In stateless inspections, there is no concept of an active connection. Instead, each individual packet is analyzed, and then an “accepted” or “denied” decision is made on a per-packet basis. Bienkowski explained that stateless inspection happens in front of a firewall, and it’s much better at blocking certain types of DDoS attacks due to its invulnerability to those sorts of threats.
Essentially, the solution to effective firewall protection is to add stateless protection in front of the stateful cybersecurity stack. Meaning that stateless protection will be the first line of defense for an agency’s next-generation firewall.
He went on to explain that NETSCOUT is not the only cybersecurity firm recommending this type of protection. According to Bienkowski, all the major industry analysts are recommending this as well. He explained that industry analysts agree that stateful devices like firewalls are not the most effective form of security and that they are extremely vulnerable to state exhaustion attacks.
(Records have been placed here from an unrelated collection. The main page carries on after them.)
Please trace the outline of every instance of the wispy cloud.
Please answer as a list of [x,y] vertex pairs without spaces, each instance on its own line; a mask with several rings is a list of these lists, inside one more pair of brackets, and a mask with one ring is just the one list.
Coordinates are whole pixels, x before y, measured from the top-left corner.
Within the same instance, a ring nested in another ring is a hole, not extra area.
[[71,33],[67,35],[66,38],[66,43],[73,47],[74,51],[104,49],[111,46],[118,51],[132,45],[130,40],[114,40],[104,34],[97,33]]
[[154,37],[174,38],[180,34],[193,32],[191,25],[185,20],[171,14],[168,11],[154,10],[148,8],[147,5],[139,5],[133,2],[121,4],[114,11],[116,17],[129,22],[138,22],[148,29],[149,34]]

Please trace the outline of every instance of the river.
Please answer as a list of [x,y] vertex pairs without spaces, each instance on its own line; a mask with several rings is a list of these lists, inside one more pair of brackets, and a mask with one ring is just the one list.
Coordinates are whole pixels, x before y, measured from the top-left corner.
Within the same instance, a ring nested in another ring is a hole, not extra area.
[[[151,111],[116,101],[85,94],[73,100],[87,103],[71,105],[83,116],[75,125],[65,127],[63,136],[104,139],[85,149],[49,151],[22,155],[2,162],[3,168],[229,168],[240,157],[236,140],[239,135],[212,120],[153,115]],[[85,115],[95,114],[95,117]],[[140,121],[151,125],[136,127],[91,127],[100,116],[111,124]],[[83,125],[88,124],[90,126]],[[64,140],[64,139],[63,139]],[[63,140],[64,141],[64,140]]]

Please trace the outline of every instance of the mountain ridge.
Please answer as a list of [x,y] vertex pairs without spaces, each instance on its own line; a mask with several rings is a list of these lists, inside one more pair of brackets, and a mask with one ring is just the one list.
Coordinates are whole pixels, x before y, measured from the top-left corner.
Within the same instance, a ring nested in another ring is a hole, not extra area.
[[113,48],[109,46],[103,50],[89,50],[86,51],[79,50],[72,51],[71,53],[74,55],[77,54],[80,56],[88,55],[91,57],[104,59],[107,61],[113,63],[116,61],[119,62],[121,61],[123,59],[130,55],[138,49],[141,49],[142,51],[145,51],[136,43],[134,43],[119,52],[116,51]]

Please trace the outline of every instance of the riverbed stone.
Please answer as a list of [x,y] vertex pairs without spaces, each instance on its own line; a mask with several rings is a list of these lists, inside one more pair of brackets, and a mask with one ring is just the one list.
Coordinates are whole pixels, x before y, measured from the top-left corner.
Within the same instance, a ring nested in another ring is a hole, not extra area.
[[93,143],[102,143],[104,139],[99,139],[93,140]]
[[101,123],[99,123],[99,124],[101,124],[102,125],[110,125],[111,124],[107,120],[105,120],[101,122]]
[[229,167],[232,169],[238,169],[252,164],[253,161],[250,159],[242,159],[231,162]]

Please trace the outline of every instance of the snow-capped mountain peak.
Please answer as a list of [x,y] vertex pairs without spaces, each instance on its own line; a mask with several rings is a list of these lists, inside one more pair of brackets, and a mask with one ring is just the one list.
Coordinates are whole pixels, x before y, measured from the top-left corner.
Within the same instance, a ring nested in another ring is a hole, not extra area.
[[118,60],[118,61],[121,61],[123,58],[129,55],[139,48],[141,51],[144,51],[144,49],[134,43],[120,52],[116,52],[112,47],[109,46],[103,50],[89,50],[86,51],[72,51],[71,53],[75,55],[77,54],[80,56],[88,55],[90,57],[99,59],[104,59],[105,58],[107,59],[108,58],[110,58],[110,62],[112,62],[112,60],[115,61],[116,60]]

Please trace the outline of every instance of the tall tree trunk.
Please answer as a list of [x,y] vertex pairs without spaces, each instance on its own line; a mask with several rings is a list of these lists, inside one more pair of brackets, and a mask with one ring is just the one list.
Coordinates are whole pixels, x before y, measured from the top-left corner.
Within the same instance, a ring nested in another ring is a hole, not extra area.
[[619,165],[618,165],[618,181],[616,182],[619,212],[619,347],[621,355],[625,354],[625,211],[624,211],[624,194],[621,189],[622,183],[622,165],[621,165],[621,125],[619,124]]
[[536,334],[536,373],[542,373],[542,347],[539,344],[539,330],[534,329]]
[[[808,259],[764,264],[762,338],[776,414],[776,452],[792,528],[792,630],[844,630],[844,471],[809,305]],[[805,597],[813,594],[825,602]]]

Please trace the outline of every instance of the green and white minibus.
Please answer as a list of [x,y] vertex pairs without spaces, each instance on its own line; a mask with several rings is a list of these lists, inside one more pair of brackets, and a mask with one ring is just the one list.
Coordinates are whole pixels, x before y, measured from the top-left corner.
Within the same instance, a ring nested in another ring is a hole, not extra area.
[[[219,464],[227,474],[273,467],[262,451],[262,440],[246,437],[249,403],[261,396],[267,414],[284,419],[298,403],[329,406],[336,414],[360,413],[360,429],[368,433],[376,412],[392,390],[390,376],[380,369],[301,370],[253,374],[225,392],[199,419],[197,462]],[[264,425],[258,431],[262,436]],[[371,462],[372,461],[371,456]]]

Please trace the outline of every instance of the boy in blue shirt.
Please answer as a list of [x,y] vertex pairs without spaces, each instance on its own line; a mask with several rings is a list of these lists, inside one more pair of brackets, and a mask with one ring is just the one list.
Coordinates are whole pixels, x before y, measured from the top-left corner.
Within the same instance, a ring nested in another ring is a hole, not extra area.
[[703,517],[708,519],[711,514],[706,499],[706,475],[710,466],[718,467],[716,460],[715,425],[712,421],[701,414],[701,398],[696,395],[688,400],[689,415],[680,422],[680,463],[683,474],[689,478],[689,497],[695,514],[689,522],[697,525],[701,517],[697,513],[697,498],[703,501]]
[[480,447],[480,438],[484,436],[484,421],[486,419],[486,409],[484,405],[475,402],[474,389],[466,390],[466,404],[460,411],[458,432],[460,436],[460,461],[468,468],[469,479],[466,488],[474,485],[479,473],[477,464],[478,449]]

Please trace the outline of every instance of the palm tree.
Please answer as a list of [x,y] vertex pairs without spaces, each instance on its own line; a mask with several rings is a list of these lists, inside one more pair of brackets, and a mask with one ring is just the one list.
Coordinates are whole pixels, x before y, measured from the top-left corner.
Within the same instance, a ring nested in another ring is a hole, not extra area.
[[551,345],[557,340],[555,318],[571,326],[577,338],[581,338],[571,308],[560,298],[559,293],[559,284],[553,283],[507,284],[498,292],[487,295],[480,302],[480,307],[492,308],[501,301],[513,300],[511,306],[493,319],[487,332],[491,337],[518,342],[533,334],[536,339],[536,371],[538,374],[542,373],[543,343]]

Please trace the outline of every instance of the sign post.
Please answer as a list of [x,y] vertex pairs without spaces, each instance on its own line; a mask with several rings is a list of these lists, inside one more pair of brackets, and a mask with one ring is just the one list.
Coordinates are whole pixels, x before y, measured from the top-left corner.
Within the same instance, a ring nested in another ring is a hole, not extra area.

Bienkowski went a step further and quoted a whitepaper from a well-known firewall vendor that states “…deployment of dedicated anti-DDoS protection in addition to the firewall is highly recommended.” And among those anti-DDoS solutions include NETSCOUT’s Arbor Edge Defense (AED), a stateless packet processing device that sits on-premise, just inside the internet router and outside the firewall, where it stops inbound DDoS attacks, inbound scanning and probing activity, etc. It also can act as a last line of defense for blocking outbound indicators of compromise.
When large DDoS attacks saturate the internet-facing circuit, there is a feature inside AED called “cloud signaling.” Cloud signaling is essentially a call for help upstream in the cloud, either from an ISP, or a cloud service where an agency will conduct cloud-based DDoS protection of those large volumetric attacks.
Bienkowski explained that these protective measures happen instantaneously, seamlessly, and intelligently. When a government agency puts AED—or some sort of stateless protection asset— in front of their firewall, they are greatly increasing their network infrastructure’s security and stopping DDoS attacks in their tracks.